La rupture de la relation du travail entre l’employeur et le salarié peut intervenir à n’importe quel moment. Cette rupture peut se faire tant à l’initiative du  salarié que de l’employeur. Elle peut résulter aussi d’une négociation[14]. Lorsque la rupture n’est pas à l’initiative du salarié (souvent il s’agit d’une démission), elle peut prendre la forme d’un licenciement de la part de l’employeur. Ce licenciement peut revêtir plusieurs formes prévues par la réglementation sociale. Cependant, ce qui nous intéresse est de savoir, dans ces conditions de la pandémie que traverse le Maroc, si l’employeur respecte les modalités et les procédures prescrites par le code du travail en du bonne et due forme et que le licenciement est légal (A), ou bien il y procède unilatéralement d’une manière abusive (B).

  • Licenciement justifié

La rupture du contrat de travail pour cas de force majeure est prévue légalement. C’est par exemple, le cas où une entreprise subit un événement majeur tel qu’un incendie, une inondation ou une tempête qui détruit la totalité de ses locaux. Dans ce cas, l’employeur peut mettre fin au contrat de travail de ses salariés tout en respectant la procédure de licenciement habituellement obligatoire.

Le licenciement pour motif économique peut avoir lieu lorsque l’entreprise connait une situation sans l’effet de la concurrence ou de la mauvaise gestion qui aura comme résultat que ses produits ne se vendent pas ; il en résulte une crise économique qui oblige l’employeur à diminuer sa production ou à licencier tous ou partie de son personnel[15].

Le code du travail prévoit une consultation des représentants syndicaux et l’implication des autorités (ministère du travail et de l’intérieur). A cette fin l’employeur nécessite l’autorisation du gouverneur, il doit suive une procédure qui commence par la saisie des représentants des salaries, dans tous les cas et quelque soit la cause de la résiliation il ya une indemnité au profit du salarié.

D’ailleurs, le licenciement pour motif économique n’est pas envisageable pour toutes les entreprises. La législation du travail astreint cette option à certaines conditions. D’abord, Les entreprises auxquelles s’appliquent les dispositions du Code du travail concernant le licenciement pour motif économique sont les entreprises commerciales, les entreprises industrielles, les exploitations agricoles ou forestières et leurs dépendances et les entreprises artisanales. Ainsi, les sociétés civiles, coopératives, syndicats, associations et professions libérales sont apparemment exclues de ce champ d’application.

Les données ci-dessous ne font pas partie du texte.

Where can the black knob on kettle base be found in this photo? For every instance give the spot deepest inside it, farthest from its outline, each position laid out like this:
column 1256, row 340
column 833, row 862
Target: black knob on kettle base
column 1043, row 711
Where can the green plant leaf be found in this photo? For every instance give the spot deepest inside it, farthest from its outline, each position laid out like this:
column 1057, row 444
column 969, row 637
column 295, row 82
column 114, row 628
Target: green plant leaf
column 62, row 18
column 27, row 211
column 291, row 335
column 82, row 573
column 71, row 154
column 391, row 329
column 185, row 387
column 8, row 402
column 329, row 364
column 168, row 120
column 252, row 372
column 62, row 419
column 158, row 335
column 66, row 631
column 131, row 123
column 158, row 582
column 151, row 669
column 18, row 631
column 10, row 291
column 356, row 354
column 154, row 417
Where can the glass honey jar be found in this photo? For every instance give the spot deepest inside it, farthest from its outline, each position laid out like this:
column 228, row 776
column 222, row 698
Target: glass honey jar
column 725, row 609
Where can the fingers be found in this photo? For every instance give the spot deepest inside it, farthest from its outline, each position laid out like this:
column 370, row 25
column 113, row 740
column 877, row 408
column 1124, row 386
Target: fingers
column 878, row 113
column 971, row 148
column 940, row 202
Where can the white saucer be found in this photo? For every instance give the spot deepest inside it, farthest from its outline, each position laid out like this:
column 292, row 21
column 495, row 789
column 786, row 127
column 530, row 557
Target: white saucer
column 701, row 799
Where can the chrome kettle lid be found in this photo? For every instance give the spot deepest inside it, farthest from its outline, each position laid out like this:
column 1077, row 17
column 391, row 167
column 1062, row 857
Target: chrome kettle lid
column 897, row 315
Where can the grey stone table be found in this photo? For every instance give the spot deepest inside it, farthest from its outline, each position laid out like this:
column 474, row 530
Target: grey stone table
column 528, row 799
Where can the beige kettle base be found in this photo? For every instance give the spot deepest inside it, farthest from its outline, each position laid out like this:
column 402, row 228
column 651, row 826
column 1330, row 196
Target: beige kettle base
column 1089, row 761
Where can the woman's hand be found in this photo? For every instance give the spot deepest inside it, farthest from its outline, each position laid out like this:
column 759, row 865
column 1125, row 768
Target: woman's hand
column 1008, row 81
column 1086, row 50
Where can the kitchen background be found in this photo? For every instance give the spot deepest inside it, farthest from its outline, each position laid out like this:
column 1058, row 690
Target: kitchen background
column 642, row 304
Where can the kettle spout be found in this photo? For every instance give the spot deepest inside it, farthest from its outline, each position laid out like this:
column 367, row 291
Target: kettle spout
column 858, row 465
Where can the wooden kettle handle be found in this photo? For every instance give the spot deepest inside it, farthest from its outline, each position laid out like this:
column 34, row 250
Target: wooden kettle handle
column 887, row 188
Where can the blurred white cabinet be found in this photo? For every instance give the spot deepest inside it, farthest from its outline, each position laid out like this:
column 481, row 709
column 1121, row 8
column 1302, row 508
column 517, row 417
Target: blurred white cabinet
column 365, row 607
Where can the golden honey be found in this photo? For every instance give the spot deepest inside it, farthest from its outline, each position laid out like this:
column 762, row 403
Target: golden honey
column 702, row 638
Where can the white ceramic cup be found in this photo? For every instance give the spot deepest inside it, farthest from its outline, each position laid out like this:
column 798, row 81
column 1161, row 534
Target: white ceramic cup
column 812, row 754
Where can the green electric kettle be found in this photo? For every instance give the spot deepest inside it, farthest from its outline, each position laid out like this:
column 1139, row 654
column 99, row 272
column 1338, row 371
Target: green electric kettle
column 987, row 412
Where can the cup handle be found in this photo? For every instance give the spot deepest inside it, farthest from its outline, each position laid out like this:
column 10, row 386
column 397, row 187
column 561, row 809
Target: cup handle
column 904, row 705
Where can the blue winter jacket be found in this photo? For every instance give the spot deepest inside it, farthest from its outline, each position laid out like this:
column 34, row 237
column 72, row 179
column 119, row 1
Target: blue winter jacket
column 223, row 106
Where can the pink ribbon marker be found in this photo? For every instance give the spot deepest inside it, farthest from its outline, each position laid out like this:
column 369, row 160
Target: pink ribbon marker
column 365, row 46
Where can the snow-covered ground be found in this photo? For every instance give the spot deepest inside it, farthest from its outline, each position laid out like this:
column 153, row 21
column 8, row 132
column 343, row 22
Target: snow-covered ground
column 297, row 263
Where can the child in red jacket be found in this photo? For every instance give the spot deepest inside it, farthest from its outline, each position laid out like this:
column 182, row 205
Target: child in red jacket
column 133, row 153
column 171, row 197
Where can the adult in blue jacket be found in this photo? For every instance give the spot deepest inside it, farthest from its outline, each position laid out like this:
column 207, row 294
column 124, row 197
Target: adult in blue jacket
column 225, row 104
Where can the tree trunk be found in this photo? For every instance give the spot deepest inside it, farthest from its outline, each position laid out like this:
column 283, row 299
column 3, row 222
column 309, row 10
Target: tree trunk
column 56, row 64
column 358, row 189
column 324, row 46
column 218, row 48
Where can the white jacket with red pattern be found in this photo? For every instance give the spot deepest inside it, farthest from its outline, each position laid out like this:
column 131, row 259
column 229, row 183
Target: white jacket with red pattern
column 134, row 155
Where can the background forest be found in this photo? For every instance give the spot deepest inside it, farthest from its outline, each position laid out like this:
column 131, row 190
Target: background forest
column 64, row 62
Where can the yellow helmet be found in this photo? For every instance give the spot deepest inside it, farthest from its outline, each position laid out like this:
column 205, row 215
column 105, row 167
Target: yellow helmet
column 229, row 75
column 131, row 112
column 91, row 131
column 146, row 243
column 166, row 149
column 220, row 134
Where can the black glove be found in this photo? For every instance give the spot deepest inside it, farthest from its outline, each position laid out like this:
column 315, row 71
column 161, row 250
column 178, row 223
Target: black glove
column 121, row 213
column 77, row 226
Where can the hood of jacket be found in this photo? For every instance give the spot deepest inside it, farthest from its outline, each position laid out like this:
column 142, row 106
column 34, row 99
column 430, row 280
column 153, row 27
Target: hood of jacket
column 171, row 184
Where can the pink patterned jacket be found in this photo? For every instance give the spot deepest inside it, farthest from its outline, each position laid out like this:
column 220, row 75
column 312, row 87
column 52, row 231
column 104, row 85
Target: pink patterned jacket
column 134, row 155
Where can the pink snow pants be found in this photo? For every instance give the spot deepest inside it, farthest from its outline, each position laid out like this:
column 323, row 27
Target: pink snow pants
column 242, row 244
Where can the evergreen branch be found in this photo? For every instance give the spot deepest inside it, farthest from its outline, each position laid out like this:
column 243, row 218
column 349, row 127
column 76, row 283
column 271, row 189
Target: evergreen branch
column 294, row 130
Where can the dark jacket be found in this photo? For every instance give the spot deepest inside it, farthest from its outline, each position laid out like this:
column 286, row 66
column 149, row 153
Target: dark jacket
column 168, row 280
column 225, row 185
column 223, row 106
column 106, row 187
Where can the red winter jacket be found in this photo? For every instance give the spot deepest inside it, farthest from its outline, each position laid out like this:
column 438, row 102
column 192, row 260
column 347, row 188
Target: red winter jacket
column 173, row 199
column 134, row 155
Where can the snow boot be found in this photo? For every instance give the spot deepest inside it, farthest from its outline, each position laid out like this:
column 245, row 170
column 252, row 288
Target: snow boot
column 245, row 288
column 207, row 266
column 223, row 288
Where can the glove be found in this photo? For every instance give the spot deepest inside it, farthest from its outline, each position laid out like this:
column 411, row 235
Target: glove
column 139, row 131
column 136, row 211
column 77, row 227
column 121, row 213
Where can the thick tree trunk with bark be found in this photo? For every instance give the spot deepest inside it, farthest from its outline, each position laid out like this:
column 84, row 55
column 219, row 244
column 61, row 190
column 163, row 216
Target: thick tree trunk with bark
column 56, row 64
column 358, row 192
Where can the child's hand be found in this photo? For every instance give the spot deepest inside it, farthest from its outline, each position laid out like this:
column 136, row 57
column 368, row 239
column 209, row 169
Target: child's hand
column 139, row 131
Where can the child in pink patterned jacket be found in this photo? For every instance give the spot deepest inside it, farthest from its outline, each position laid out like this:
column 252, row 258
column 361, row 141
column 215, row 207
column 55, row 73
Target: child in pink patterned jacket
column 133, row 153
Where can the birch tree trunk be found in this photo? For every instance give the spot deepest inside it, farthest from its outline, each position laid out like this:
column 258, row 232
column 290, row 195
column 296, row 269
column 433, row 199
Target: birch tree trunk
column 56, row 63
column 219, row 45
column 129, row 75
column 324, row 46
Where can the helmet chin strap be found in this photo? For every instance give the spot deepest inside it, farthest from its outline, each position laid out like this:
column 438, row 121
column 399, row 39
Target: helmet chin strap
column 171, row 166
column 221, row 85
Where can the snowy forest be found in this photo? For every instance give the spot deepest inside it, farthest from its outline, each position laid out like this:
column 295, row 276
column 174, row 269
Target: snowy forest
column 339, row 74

Ces dispositions sont uniquement applicables aux entreprises employant habituellement plus de 10 salariés, ce qui pose la question de la procédure à mener dans les entreprises de moins de 10 salariés[16].

  • Licenciement abusif

Alors qu’il s’agit d’un arrêt temporaire[17] et une suspension provisoire du travail[18], il est recommandé, par sécurité, de ne pas rompre le contrat de travail en raison de l’épidémie du Covid-19 comme constituant un cas de force majeure, et ne sera en aucun cas motif de licenciement.

L’employeur, s’il procède de son propre gré à rompre le contrat du travail pour le seul motif de la force majeure la pandémie et les effets financiers probables qu’ils y sont liés, sera-t-il jugé d’un licenciement abusif ? La réponse est négative, puisque la jurisprudence jusqu’à présent est encore muée sur ce point. Toutefois la situation est délicate pour deux raisons. D’une part, le gouvernement a procédé à l’indemnisation des salariés des entreprises, qui ont arrêté leur travail suite aux mesures de confinement, par le biais de la caisse nationale de la sécurité sociale. Et d’autre part, l’arrêt du travail est provisoire pendant la durée du confinement, et le fonctionnement normal des entreprises aura lieu après cette période de suspension.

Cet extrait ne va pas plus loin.